Un compromis de place
D'où la nécessité de trouver un compromis pour donner du temps aux réseaux mutualistes afin de se remettre sur les rails de la réglementation, en offrant davantage de souplesse. « Ces ajustements répondent davantage au lobbying des mutualistes que des professionnels de l'immobilier », estime un expert.
Pour autant, les professionnels de l'immobilier, courtiers en crédit en tête, ne cachent pas leur satisfaction. « L'assouplissement des recommandations est une excellente nouvelle, tant sur le point microéconomique, avec la hausse à 35 % du taux d'endettement maximum, mais également macroéconomique car l'allongement de la durée maximale du crédit facilitera la relance de la construction », souligne Julia Bachet, directrice générale du courtier Vousfinancer, dans un communiqué. D'ailleurs, ces mesures répondent, certes partiellement, aux demandes des professionnels de l'immobilier, exprimées lundi dernier dans une lettre ouverte.

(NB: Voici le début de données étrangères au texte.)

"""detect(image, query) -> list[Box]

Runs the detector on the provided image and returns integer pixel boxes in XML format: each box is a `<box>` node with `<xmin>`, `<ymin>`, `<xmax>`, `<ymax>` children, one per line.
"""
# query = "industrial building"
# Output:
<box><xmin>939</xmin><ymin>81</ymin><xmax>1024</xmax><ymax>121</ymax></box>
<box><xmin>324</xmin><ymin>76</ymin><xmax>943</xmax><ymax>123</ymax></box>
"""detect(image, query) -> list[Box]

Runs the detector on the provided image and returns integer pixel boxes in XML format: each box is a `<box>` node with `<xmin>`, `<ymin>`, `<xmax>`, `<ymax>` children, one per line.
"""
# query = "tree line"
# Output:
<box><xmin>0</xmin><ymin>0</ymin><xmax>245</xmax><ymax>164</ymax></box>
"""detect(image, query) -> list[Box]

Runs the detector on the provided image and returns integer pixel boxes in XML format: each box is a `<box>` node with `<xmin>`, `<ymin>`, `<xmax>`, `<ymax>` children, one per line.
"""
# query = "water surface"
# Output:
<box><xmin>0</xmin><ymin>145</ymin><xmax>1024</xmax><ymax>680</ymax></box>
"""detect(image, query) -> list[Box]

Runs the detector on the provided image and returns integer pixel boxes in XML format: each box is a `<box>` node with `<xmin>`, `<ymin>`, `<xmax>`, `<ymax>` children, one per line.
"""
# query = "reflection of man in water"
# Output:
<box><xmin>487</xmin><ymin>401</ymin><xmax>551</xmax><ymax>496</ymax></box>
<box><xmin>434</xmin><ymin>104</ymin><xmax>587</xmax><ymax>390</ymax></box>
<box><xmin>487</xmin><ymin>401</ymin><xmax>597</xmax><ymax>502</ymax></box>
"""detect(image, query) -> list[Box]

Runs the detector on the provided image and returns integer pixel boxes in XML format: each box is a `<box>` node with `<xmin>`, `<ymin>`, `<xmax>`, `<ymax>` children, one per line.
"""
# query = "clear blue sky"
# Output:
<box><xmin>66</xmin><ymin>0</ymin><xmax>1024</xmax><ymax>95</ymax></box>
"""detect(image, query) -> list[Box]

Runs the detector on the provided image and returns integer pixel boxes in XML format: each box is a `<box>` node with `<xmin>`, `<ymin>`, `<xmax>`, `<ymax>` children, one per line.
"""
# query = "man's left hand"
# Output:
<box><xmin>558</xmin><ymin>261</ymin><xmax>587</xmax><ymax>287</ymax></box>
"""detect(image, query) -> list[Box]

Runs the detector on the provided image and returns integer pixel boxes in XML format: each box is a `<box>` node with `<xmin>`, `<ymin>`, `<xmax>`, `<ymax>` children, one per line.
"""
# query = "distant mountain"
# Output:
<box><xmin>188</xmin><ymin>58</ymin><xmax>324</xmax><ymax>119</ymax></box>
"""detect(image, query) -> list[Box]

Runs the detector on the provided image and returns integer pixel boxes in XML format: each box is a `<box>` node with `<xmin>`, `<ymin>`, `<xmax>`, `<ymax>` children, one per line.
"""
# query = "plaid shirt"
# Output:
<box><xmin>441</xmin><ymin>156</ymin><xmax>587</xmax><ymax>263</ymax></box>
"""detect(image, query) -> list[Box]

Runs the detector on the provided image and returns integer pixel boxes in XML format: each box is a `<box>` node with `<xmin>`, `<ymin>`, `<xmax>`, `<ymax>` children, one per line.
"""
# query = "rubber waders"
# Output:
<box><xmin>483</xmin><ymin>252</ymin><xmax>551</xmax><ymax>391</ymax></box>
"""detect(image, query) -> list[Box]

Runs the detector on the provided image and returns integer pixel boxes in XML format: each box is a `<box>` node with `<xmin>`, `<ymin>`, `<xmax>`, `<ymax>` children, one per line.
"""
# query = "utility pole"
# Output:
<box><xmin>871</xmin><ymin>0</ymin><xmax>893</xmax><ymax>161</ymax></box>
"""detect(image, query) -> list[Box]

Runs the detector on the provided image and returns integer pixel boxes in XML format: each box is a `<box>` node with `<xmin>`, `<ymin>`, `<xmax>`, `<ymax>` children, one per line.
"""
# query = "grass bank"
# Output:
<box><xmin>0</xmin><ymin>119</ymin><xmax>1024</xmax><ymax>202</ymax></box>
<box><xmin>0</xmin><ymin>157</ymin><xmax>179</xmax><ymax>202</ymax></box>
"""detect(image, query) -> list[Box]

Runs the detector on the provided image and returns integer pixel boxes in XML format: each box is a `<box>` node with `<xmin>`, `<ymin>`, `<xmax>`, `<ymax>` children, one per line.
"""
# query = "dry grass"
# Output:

« Je souhaite que ces ajustements s'appliquent à tous, et notamment aux clients des courtiers. Il existe aujourd'hui une injustice pour le client d'un courtier qui ne bénéficie pas des mêmes avantages que la clientèle des banques », avance Philippe Taboret, directeur général adjoint du réseau Cafpi. En clair, le taux de flexibilité servirait d'abord les intérêts de la clientèle des banques, sans en faire profiter les clients des partenaires courtiers. Ces nouvelles règles d'assouplissement pourraient donc au passage apaiser les relations entre banques et courtiers.